Taiwan, Chinese presidents to meet for first time since ’49
BEIJING — Chinese President Xi Jinping will meet Saturday in Singapore with his Taiwanese counterpart Ma Ying-jeou in a historic first culminating nearly eight years of quickly improved relations between the two sides, their governments said today.
The meeting could be China’s last to press its case for closer economic and, ultimately, political ties before Taiwan elects a new president and Legislature in January that could put the brakes on Mr. Ma’s pro-China initiatives. For Mr. Ma’s ruling Nationalists, who have been lagging at the polls, it carries the risk of appearing too close to Beijing, further damaging their chances with skeptical voters.
The two would be meeting in their capacity as “leaders of the two sides” of the Taiwan Strait, office director Zhang Zhijun was quoted as saying in a news release posted on the office’s website.
That appeared to afford them equal status, possibly an effort to blunt criticism from the pro-independence opposition in Taiwan who accuse Mr. Ma’s Nationalist Party of pandering to China’s ruling Communists.
Presidents of the two sides have not met since Chiang Kai-shek’s Nationalists lost the Chinese civil war to Mao Zedong’s Communists and the Nationalists rebased in Taiwan 100 miles away in 1949. The two sides have been separately ruled since then, with Taiwan evolving into a freewheeling democracy.
China insists that the two sides eventually reunite, by force if necessary.
The two sides never talked formally until Mr. Ma, president since 2008, set aside old hostilities to allow lower-level official meetings. China and Taiwan have signed 23 deals covering mainly trade, transit and investment, binding Taiwan closer to its top trading partner and the world’s second-largest economy.

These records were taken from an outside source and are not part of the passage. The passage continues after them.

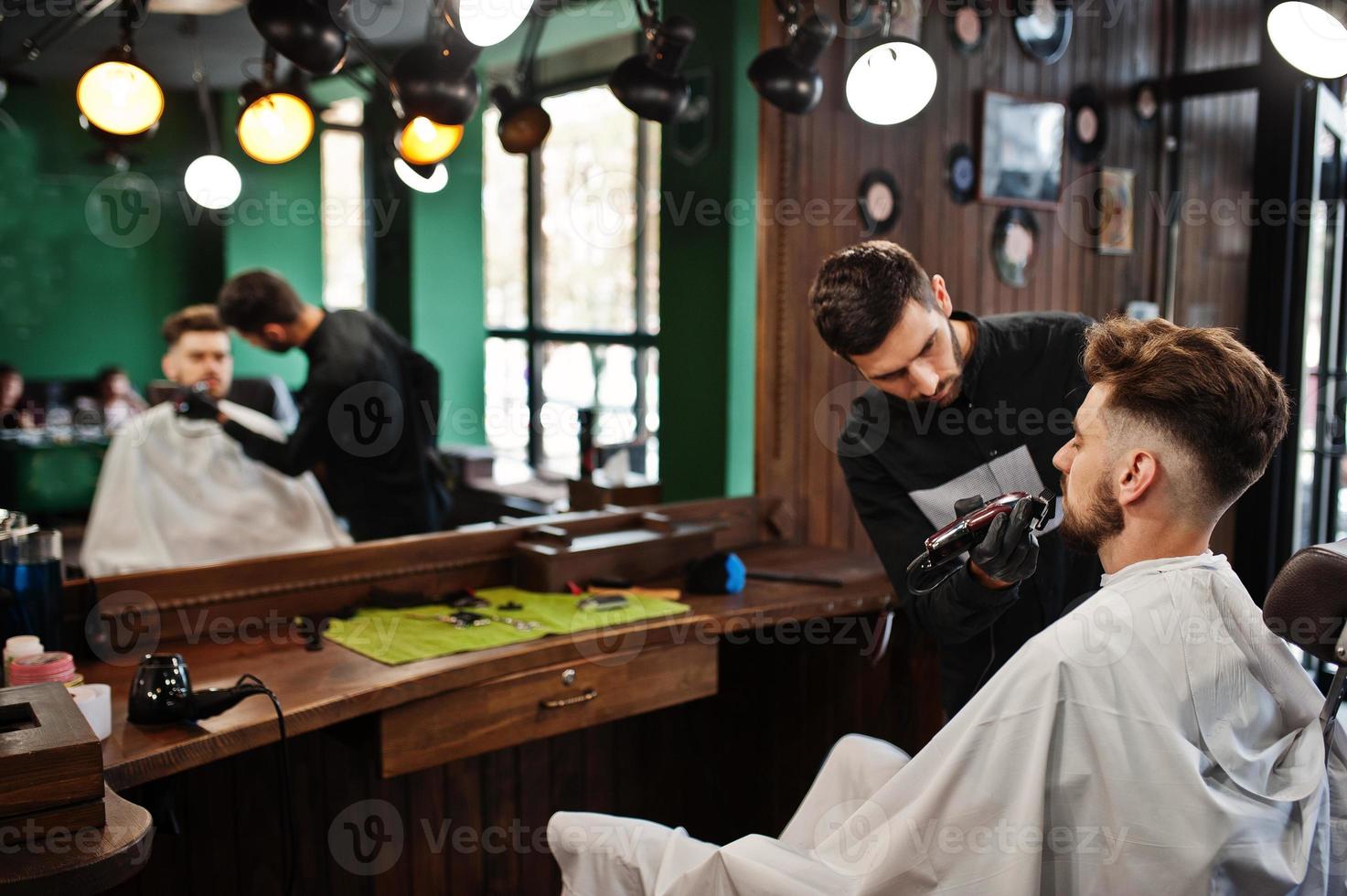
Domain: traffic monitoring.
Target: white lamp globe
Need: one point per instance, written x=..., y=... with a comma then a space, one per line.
x=489, y=22
x=213, y=182
x=1310, y=38
x=891, y=82
x=434, y=184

Taiwanese presidential spokesman Charles Chen said in a statement today that the two would exchange ideas about relations but not sign any deals.
The choice of Singapore as venue was significant because the Southeast Asian city-state with an ethnic Chinese majority population has strong relations with both Taiwan and China and serves as neutral ground.

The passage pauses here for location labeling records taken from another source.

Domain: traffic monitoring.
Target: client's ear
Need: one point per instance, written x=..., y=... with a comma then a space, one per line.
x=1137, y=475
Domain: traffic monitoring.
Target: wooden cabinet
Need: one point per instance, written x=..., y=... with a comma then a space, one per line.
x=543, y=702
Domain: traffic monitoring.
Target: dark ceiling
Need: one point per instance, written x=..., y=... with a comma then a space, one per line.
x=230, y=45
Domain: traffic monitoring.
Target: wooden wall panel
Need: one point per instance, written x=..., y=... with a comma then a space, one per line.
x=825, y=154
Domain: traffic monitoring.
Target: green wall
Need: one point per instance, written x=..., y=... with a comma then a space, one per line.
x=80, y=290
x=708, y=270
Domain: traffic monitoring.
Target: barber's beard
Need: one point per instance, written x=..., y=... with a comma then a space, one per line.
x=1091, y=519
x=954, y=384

Singapore hosted breakthrough talks between unofficial Taiwanese and Chinese negotiators in 1992 that established a formula whereby they acknowledge that there is only one China, of which Taiwan is a part, but differ on the exact interpretation.

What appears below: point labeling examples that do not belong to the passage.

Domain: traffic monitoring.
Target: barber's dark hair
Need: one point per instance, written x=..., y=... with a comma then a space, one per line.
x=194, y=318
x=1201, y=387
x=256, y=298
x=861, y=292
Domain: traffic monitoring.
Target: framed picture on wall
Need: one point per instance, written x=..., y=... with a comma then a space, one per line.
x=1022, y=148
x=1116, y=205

Although Beijing insists on the so-called “1992 consensus” as the basis for talks, Taiwan’s main opposition Democratic Progressive Party has refused to embrace it, calling it meaningless and unrepresentative of popular sentiment on the island.
Mr. Ma is stepping down as president next year after his maximum two terms, and the DPP’s candidate Tsai Ing-wen is considered the front-runner to replace him. A DPP victory could prompt a sweeping reassessment of its Taiwan polices by Beijing, which has hoped that economic inducements would lead to greater acceptance of eventual political unification.
Mr. Ma’s government has come under increasing criticism at home for cozying up to China, amid fears Beijing will eventually leverage economic relations to exert more power over the island.
Such sentiments helped the DPP to a landslide victory a year ago in local elections, raising the possibility it might win not only the presidency but also a majority in legislative elections also being held Jan. 16.
The statement from Mr. Ma’s spokesman said the two presidents will meet to “solidify Taiwan-mainland relations and keep the status quo across the Taiwan Strait.”